1) Ten eerste gaat het hier om een professionele verhuurder (makelaar) die 2 maand nalaat om te eisen een huurcontract te tekenen.
2) Waarom heeft verhuurder dan wel het recht om het huurcontract, ook al is het getekend, niet uit te voeren zolang er geen betaling is gebeurd.
1) klopt, is verzwarend, maar er staat duidelijk in zijn mail: "U weet dat u per mail op 8 juli bevestigde dat u wenste te huren, bijna 2 maanden geleden! Er volgende daarop nog zeer veel mails met uitstel en bevestiging!"
Vandaar dat het van belang is om te zien wat exact in die mails staat. Als zou blijken dat de OP de andere aan het lijntje hield en het hier ging over een overlijden, versta ik het wel.
2) ik dacht dat zoiets expliciet in de huurovereenkomst moet staan?
Enkele rechtspraken:
Rb. Luik (4e k.) 15 juni 2005
Het beding dat bepaalt dat indien geen huurwaarborg wordt gesteld de huurovereenkomst nietig en onbestaande is, moet worden gekwalificeerd als een uitdrukkelijk ontbindend beding, wordt zodanig beding voor niet geschreven gehouden (art. 1762 bis B.W.). Bij huurovereenkomsten met betrekking tot de hoofdverblijfplaats.
De afwezigheid van elke uitvoering van de huurovereenkomst heeft geen invloed op het bestaan ervan. De afwezigheid van uitvoering door de huurder rechtvaardigt wel de beëindiging van de huurovereenkomst in zijn nadeel.
Vred. Fontaine-l'Evêque 24 augustus 2007
De verplichting om een borg te stellen, in de overeenkomst opgenomen onder de titel ‘betalingen', en de verplichting om de huurprijs voor de eerste maand vooraf te betalen, zijn geen opschortende voorwaarden, vermits de toekomstige en onzekere gebeurtenis die een opschortende voorwaarde uitmaakt zich buiten de overeenkomst zelf moet bevinden.
De niet-naleving van deze verbintenissen is integendeel een contractuele tekortkoming die de ontbinding van de huurovereenkomst rechtvaardigt.
Vred. St.-Truiden 9 mei 2006
Er werd tussen partijen een voorlopige huurovereenkomst voor negen jaar opgesteld, mits goedkeuring door de eigenaar en betaling van een waarborg. De officiële huurovereenkomst zou binnen vijf maanden na de ondertekening van de voorlopige overeenkomst worden opgemaakt.
De toekomstige huurders melden echter na een paar maanden aan de verhuurders dat ze de overeenkomst willen verbreken wegens gezondheidsredenen van de vader van de toekomstige huurder.
De verhuurders eisen op basis van artikel 3, § 5 Huurwet 1991 een schadevergoeding van drie maanden huur. Dit wordt geweigerd door de verweerders die één maand als minnelijke schikking voorstellen, ook al omdat er intussen nieuwe huurders waren gevonden.
De verhuurders blijven bij hun eis. Verweerders stellen dat er in feite nooit een aanvang van de huurovereenkomst plaatsvond, geen waarborg werd betaald en er dus geen sprake kan zijn van een opzegging, noch van een beëindiging.

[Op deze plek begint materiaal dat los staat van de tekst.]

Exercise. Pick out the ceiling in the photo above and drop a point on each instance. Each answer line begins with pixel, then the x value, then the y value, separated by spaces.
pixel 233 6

De rechtbank meent dat er een duidelijke opschortende voorwaarde aanwezig is en dat er, vermits deze niet werd vervuld, ook geen definitief bindende overeenkomst is. De eis tot schadevergoeding wordt dan ook afgewezen omdat de huurwet 1991 niet van toepassing is. Wel hebben verweerders doen blijken van een wanprestatie, nl. de niet-uitvoering van de aangegane verbintenissen. In dit geval heeft de eigenaar de keuze tussen het vorderen van de uitvoering van de overeenkomst of van de ontbinding ervan wegens wanprestatie met schadevergoeding indien het bewijs van schade wordt bewezen.